The Syrian Defense Ministry said the attack occurred early in the morning on the Raqqa-Homs highway.

At least 11 soldiers and two civilians were killed when a civilian bus was attacked on a highway connecting the cities of Raqqa and Homs, the Syrian Defense Ministry said.

“Around 6:30 [03:30 GMT] This morning, a civilian bus was hit by a terrorist attack on the Raqqa-Homs highway in the al-Jira area,” the ministry said in a statement. statement Three other service members were wounded on Monday.

Syrian Observatory for Human Rights, War Monitor, report ISIL groups attacked a bus in the Jabal al-Bashari area of ​​the Raqqa desert but said it was a military vehicle.

“It is believed that the death toll will rise as some people are seriously injured,” SOHR said.

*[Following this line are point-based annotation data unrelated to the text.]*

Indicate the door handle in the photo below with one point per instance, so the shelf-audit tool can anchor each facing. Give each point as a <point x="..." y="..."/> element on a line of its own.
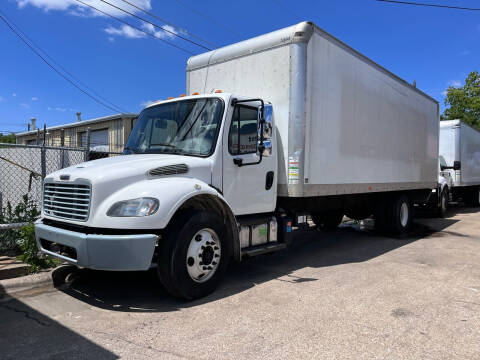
<point x="269" y="180"/>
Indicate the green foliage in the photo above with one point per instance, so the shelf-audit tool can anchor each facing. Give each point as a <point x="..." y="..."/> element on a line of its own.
<point x="25" y="211"/>
<point x="30" y="252"/>
<point x="9" y="138"/>
<point x="464" y="102"/>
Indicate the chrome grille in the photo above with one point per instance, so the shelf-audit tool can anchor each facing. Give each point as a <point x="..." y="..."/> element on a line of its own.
<point x="67" y="201"/>
<point x="169" y="170"/>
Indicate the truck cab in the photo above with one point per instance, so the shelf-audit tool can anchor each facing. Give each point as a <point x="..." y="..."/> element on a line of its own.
<point x="192" y="168"/>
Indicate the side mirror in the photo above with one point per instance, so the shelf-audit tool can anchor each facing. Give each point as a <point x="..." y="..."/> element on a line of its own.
<point x="457" y="165"/>
<point x="267" y="131"/>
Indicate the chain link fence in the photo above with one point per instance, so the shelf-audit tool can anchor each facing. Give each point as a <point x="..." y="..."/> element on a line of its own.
<point x="22" y="170"/>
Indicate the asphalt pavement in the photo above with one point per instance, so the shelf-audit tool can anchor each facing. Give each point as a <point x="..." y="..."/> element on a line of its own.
<point x="349" y="294"/>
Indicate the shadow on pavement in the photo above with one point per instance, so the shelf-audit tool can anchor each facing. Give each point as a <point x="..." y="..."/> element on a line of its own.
<point x="27" y="334"/>
<point x="142" y="292"/>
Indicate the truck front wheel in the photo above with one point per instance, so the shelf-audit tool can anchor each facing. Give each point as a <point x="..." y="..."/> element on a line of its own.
<point x="193" y="255"/>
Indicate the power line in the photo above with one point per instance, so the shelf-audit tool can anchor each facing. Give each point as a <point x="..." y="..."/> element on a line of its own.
<point x="208" y="18"/>
<point x="54" y="68"/>
<point x="168" y="23"/>
<point x="136" y="27"/>
<point x="119" y="109"/>
<point x="157" y="26"/>
<point x="430" y="5"/>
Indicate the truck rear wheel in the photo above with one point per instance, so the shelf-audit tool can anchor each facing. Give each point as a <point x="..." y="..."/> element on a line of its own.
<point x="394" y="214"/>
<point x="402" y="214"/>
<point x="193" y="255"/>
<point x="328" y="221"/>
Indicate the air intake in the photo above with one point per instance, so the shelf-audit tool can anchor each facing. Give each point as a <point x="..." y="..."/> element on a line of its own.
<point x="169" y="170"/>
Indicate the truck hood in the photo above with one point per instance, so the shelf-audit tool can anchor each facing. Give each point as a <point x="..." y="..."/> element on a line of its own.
<point x="112" y="179"/>
<point x="132" y="167"/>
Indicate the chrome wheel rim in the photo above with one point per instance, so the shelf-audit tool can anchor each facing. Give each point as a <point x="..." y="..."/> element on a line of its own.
<point x="444" y="201"/>
<point x="404" y="214"/>
<point x="203" y="255"/>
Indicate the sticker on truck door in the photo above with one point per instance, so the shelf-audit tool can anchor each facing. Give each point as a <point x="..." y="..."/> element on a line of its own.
<point x="293" y="169"/>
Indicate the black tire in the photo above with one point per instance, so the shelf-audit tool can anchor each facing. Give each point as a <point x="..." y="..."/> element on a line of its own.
<point x="388" y="214"/>
<point x="400" y="224"/>
<point x="328" y="221"/>
<point x="443" y="204"/>
<point x="382" y="215"/>
<point x="173" y="249"/>
<point x="473" y="197"/>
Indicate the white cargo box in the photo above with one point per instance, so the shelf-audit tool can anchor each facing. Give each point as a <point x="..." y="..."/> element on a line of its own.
<point x="345" y="124"/>
<point x="460" y="142"/>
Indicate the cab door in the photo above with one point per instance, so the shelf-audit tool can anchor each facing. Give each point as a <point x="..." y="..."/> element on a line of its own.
<point x="249" y="186"/>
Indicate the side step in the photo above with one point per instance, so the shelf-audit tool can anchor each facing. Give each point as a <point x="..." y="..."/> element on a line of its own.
<point x="263" y="249"/>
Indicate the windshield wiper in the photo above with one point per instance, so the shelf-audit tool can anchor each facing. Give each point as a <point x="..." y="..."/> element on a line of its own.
<point x="168" y="145"/>
<point x="129" y="148"/>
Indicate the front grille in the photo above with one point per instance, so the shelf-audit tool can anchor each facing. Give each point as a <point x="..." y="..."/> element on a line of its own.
<point x="169" y="170"/>
<point x="67" y="201"/>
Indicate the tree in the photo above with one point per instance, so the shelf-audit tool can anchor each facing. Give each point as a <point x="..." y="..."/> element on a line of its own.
<point x="464" y="102"/>
<point x="10" y="138"/>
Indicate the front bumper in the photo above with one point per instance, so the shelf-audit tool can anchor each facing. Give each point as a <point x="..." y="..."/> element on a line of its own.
<point x="100" y="252"/>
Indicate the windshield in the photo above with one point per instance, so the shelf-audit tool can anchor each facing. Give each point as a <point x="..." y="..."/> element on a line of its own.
<point x="187" y="127"/>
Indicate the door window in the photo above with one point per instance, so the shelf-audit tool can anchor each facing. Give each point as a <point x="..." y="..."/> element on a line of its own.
<point x="243" y="135"/>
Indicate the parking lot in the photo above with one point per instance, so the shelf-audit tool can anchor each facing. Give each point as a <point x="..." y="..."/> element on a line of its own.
<point x="347" y="294"/>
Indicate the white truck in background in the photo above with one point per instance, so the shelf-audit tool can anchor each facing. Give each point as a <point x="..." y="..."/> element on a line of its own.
<point x="459" y="158"/>
<point x="303" y="125"/>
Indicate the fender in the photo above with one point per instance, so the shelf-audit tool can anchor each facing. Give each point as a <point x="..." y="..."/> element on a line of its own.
<point x="172" y="192"/>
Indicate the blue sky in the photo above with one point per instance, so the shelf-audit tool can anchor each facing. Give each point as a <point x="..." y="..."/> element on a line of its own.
<point x="436" y="47"/>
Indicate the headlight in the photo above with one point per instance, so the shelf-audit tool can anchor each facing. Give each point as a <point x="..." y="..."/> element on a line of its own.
<point x="134" y="207"/>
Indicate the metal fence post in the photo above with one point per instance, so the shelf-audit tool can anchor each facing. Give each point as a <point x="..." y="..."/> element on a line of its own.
<point x="87" y="145"/>
<point x="62" y="152"/>
<point x="43" y="159"/>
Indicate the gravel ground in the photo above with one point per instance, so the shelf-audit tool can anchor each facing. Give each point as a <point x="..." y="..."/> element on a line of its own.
<point x="349" y="294"/>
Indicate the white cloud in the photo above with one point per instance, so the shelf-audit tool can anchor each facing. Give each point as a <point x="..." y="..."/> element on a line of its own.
<point x="75" y="8"/>
<point x="146" y="103"/>
<point x="126" y="31"/>
<point x="455" y="83"/>
<point x="132" y="33"/>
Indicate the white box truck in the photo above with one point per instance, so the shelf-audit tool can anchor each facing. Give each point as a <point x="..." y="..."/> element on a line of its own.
<point x="283" y="125"/>
<point x="460" y="160"/>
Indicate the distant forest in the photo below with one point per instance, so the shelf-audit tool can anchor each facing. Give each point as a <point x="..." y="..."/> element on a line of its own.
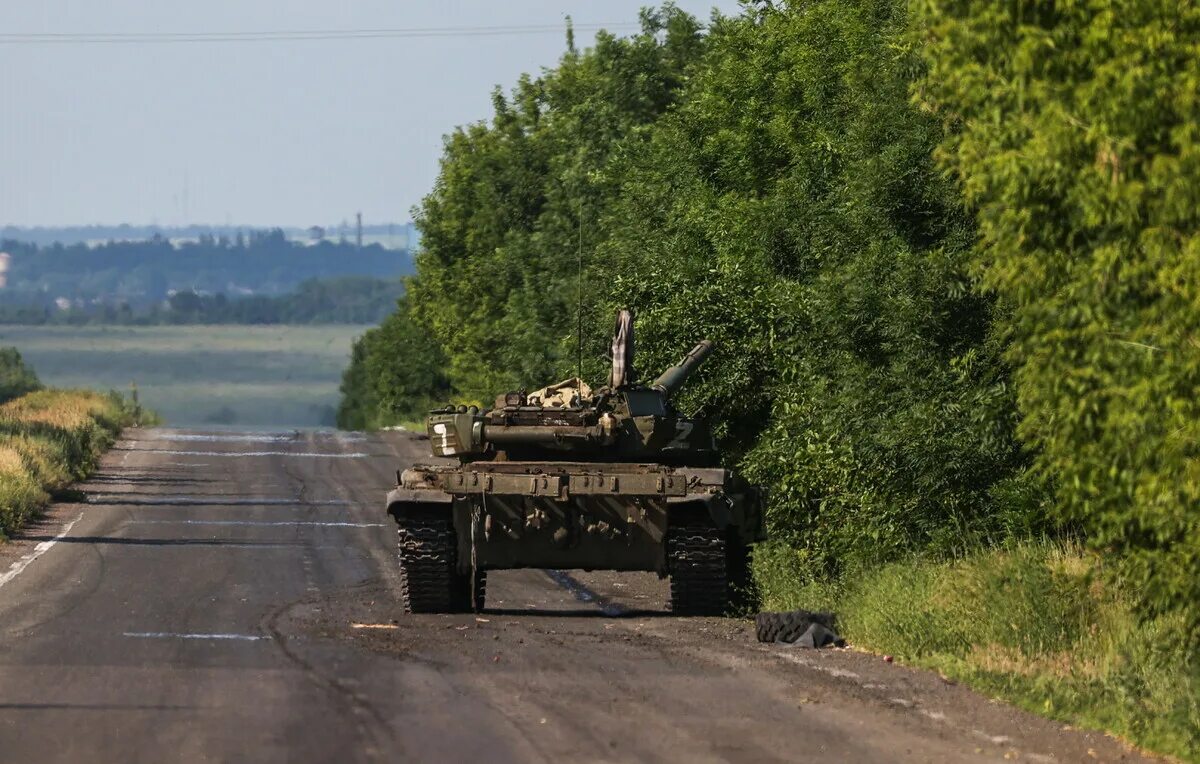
<point x="342" y="300"/>
<point x="144" y="274"/>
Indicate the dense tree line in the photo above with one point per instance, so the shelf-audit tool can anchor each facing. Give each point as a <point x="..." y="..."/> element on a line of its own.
<point x="947" y="251"/>
<point x="346" y="300"/>
<point x="143" y="272"/>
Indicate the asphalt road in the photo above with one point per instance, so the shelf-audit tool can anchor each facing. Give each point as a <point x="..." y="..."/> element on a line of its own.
<point x="229" y="596"/>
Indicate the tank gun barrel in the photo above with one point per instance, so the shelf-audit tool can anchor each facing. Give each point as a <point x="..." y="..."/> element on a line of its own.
<point x="670" y="380"/>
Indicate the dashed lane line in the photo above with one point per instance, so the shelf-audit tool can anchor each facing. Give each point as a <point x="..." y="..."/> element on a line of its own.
<point x="258" y="523"/>
<point x="169" y="635"/>
<point x="19" y="566"/>
<point x="306" y="455"/>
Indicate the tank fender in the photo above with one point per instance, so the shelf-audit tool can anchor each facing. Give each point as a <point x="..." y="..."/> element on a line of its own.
<point x="403" y="500"/>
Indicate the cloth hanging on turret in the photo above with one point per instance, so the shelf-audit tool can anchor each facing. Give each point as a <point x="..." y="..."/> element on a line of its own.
<point x="623" y="352"/>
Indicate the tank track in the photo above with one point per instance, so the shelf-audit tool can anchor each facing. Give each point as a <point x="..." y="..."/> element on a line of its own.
<point x="429" y="577"/>
<point x="697" y="559"/>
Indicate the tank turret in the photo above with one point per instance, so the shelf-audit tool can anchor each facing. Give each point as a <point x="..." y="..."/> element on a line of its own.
<point x="571" y="421"/>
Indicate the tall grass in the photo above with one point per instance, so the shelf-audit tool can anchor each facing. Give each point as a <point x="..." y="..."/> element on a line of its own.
<point x="1044" y="625"/>
<point x="49" y="439"/>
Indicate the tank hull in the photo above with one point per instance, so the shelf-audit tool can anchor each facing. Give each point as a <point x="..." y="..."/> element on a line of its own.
<point x="586" y="516"/>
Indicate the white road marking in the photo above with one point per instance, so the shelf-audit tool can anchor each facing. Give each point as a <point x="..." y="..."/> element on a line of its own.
<point x="833" y="671"/>
<point x="262" y="523"/>
<point x="19" y="566"/>
<point x="993" y="739"/>
<point x="582" y="593"/>
<point x="309" y="455"/>
<point x="167" y="635"/>
<point x="149" y="498"/>
<point x="246" y="438"/>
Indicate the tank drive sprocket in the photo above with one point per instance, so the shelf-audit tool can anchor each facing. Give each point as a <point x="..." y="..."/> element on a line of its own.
<point x="429" y="577"/>
<point x="697" y="561"/>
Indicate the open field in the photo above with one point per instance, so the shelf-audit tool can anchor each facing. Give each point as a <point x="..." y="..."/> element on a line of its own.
<point x="245" y="376"/>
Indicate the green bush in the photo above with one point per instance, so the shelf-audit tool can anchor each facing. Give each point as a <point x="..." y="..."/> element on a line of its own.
<point x="789" y="209"/>
<point x="16" y="378"/>
<point x="49" y="439"/>
<point x="1043" y="625"/>
<point x="1074" y="131"/>
<point x="396" y="373"/>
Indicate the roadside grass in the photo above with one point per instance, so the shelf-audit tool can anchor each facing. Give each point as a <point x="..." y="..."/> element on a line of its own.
<point x="49" y="439"/>
<point x="198" y="376"/>
<point x="1042" y="625"/>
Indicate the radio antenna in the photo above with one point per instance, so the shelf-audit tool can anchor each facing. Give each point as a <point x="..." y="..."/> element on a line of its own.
<point x="579" y="293"/>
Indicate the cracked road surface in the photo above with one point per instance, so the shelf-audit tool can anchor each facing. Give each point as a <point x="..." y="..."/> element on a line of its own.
<point x="228" y="596"/>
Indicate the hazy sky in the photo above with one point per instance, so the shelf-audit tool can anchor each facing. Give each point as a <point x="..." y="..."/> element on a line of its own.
<point x="253" y="132"/>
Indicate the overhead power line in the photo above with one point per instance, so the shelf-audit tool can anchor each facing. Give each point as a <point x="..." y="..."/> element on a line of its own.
<point x="295" y="35"/>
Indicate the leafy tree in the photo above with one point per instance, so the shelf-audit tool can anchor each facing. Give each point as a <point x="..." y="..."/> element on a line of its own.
<point x="502" y="228"/>
<point x="1075" y="134"/>
<point x="790" y="210"/>
<point x="16" y="378"/>
<point x="396" y="373"/>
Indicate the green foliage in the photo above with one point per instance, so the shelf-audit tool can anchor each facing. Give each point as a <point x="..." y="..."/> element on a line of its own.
<point x="790" y="210"/>
<point x="1030" y="623"/>
<point x="515" y="199"/>
<point x="16" y="378"/>
<point x="49" y="439"/>
<point x="396" y="373"/>
<point x="1075" y="133"/>
<point x="769" y="186"/>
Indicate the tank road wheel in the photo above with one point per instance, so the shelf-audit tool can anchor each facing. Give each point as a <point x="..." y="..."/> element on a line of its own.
<point x="429" y="579"/>
<point x="696" y="554"/>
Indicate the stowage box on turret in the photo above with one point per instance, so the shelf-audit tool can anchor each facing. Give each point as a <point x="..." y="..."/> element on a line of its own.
<point x="569" y="477"/>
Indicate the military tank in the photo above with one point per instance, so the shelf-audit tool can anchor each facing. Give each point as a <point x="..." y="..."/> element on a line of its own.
<point x="570" y="477"/>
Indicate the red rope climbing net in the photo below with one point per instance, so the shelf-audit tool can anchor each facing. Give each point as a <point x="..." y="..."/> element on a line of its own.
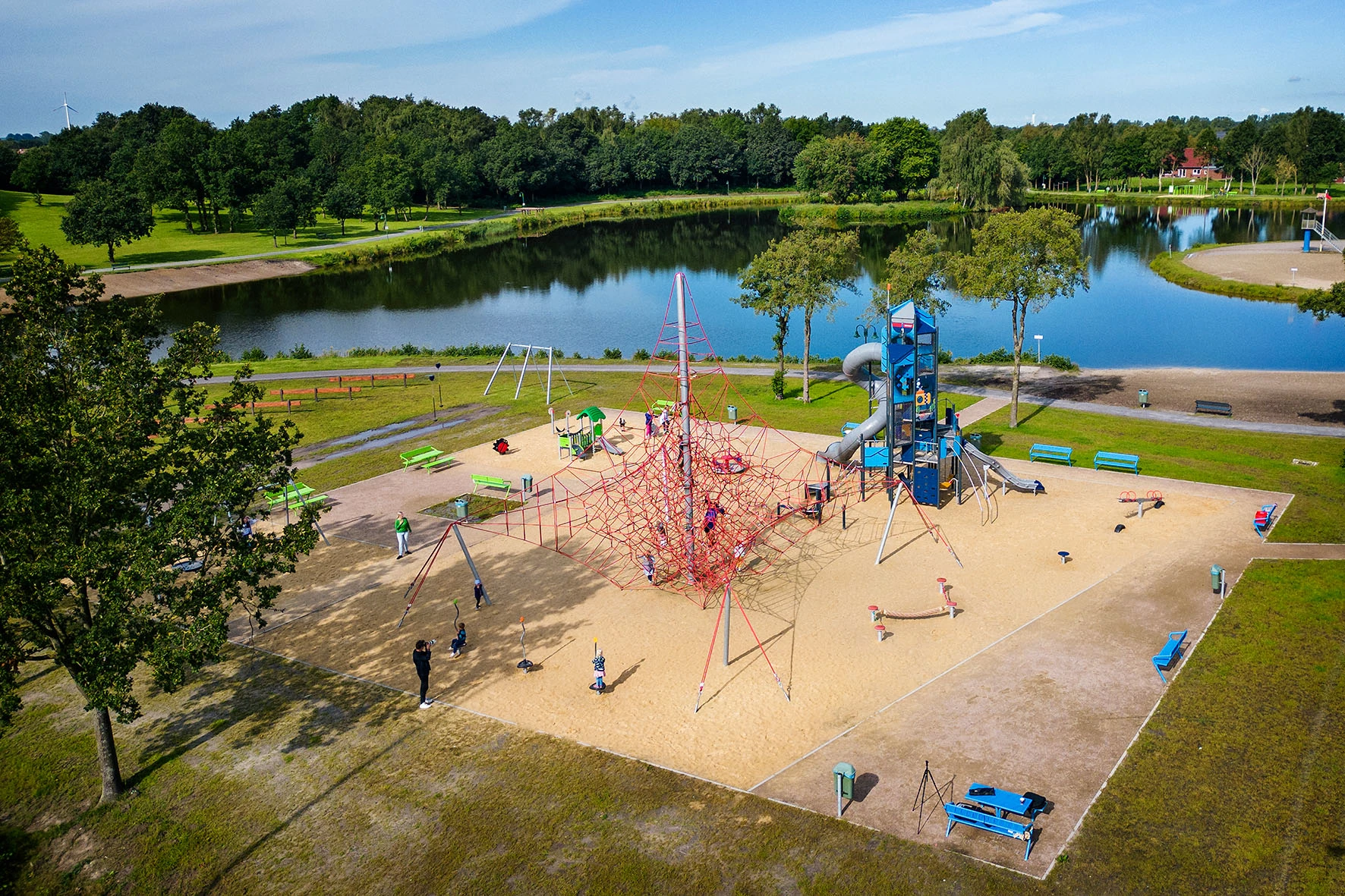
<point x="653" y="518"/>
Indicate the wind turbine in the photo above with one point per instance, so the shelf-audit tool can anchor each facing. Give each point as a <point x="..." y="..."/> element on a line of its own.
<point x="68" y="108"/>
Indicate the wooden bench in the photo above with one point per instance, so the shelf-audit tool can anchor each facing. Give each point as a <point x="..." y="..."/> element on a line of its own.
<point x="1170" y="652"/>
<point x="1117" y="462"/>
<point x="439" y="462"/>
<point x="984" y="819"/>
<point x="418" y="455"/>
<point x="491" y="482"/>
<point x="1052" y="452"/>
<point x="1263" y="520"/>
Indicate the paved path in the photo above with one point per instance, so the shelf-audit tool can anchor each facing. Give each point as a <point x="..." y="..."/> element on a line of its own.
<point x="969" y="416"/>
<point x="392" y="236"/>
<point x="292" y="250"/>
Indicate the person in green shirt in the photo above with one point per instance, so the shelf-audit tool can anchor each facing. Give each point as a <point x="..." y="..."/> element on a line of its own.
<point x="404" y="530"/>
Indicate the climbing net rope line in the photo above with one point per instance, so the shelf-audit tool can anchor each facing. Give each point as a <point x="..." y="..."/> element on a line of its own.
<point x="651" y="518"/>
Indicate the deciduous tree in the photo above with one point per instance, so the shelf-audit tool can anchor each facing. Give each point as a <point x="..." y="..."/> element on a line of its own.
<point x="1022" y="259"/>
<point x="343" y="202"/>
<point x="912" y="272"/>
<point x="121" y="552"/>
<point x="106" y="214"/>
<point x="802" y="271"/>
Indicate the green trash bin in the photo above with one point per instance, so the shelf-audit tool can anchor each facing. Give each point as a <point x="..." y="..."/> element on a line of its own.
<point x="843" y="774"/>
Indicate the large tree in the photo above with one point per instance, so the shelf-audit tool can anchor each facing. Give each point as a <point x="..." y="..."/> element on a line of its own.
<point x="120" y="548"/>
<point x="802" y="271"/>
<point x="914" y="271"/>
<point x="1022" y="259"/>
<point x="106" y="214"/>
<point x="979" y="167"/>
<point x="843" y="168"/>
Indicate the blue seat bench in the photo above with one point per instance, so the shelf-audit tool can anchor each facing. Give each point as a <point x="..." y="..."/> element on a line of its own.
<point x="1170" y="652"/>
<point x="1117" y="462"/>
<point x="977" y="817"/>
<point x="1052" y="452"/>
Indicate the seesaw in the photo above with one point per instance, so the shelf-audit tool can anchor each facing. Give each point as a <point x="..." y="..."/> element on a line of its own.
<point x="1130" y="498"/>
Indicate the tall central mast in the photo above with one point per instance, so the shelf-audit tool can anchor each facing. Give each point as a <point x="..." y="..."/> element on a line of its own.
<point x="684" y="377"/>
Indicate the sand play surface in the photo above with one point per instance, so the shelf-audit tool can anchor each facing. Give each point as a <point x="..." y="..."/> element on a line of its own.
<point x="1040" y="682"/>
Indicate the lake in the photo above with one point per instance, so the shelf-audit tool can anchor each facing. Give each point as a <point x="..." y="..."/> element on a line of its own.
<point x="606" y="285"/>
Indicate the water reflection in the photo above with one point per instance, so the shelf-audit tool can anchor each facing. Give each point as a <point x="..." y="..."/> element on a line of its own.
<point x="606" y="285"/>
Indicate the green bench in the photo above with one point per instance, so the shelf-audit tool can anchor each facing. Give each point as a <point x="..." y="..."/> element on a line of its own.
<point x="1117" y="462"/>
<point x="303" y="501"/>
<point x="420" y="455"/>
<point x="287" y="495"/>
<point x="491" y="482"/>
<point x="1052" y="452"/>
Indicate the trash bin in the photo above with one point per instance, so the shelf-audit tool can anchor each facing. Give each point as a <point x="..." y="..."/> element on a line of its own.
<point x="843" y="774"/>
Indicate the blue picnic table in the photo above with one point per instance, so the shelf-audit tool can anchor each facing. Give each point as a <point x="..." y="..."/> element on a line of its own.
<point x="1005" y="800"/>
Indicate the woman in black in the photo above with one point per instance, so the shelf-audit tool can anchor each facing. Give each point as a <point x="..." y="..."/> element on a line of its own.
<point x="421" y="657"/>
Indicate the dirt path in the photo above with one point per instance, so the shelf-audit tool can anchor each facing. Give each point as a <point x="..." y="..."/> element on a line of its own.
<point x="1270" y="264"/>
<point x="148" y="283"/>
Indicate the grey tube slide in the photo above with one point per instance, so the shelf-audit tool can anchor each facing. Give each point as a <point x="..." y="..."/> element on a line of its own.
<point x="987" y="462"/>
<point x="855" y="369"/>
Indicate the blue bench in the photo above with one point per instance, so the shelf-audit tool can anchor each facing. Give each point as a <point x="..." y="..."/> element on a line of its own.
<point x="974" y="817"/>
<point x="1170" y="652"/>
<point x="1117" y="462"/>
<point x="1052" y="452"/>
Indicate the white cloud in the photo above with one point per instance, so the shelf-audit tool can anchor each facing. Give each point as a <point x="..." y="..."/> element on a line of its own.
<point x="904" y="33"/>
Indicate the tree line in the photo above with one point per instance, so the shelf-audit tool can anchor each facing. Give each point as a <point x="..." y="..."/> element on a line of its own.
<point x="389" y="156"/>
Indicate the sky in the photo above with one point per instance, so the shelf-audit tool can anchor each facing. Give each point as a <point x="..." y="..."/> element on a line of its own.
<point x="1021" y="59"/>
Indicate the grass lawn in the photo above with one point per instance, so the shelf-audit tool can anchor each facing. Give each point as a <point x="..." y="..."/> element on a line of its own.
<point x="1236" y="783"/>
<point x="1230" y="457"/>
<point x="334" y="416"/>
<point x="170" y="240"/>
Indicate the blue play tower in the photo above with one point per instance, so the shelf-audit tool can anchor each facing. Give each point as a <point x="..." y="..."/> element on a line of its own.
<point x="921" y="450"/>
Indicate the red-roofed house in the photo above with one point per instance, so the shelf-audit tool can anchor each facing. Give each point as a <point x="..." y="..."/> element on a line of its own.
<point x="1195" y="165"/>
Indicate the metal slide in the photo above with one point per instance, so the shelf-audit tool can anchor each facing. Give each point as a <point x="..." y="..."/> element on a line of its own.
<point x="855" y="369"/>
<point x="975" y="457"/>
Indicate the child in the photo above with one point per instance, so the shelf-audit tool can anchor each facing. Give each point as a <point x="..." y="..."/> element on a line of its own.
<point x="599" y="673"/>
<point x="712" y="514"/>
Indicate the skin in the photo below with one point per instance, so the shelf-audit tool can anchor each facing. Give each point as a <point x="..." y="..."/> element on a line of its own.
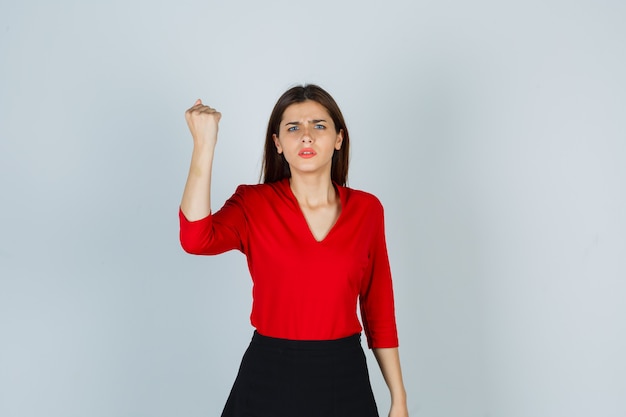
<point x="304" y="125"/>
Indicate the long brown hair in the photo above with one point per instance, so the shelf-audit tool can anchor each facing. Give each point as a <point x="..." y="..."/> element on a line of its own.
<point x="275" y="166"/>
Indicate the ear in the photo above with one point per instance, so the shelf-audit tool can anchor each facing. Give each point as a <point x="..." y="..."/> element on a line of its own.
<point x="339" y="140"/>
<point x="277" y="143"/>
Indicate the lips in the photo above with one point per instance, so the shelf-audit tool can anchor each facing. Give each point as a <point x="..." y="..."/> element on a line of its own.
<point x="307" y="153"/>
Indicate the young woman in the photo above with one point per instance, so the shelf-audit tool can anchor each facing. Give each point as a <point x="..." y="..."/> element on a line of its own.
<point x="315" y="248"/>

So far, no one has claimed responsibility for the attack, but ISIL previously took control of the area before being forced to withdraw and continue brazen attack Since the group’s defeat on the battlefield three years ago.

The city of Raqqa is the capital of the armed group’s self-proclaimed “caliphate”.

Syrian authorities often blame armed groups for such attacks.

Syria’s 11-year conflict has divided the country into zones of control, with government forces and allied fighters holding much of the territory. ISIL latent cells have been active in eastern, northern and central Syria.

Turkey-backed opposition forces and tougher groups control a small swathe of territory in the northwest, while U.S.-backed Kurdish-led forces control the northeast.

Similar attacks have occurred before – the deadliest of which was in December 2020, when a bus was attacked on the main highway in the eastern Syrian province of Deir ez-Zor, killing 28 people.

Backed by Russia and Iran, the government of Syrian President Bashar al-Assad has regained much of the territory lost early in the war, which broke out in 2011 when the government brutally cracked down on pro-democracy protests.

The war has killed hundreds of thousands and created ISIL in Syria and Iraq.

Analysts have long feared a comeback for the group, but it has still not been able to expand significantly and has been largely limited to cell attacks.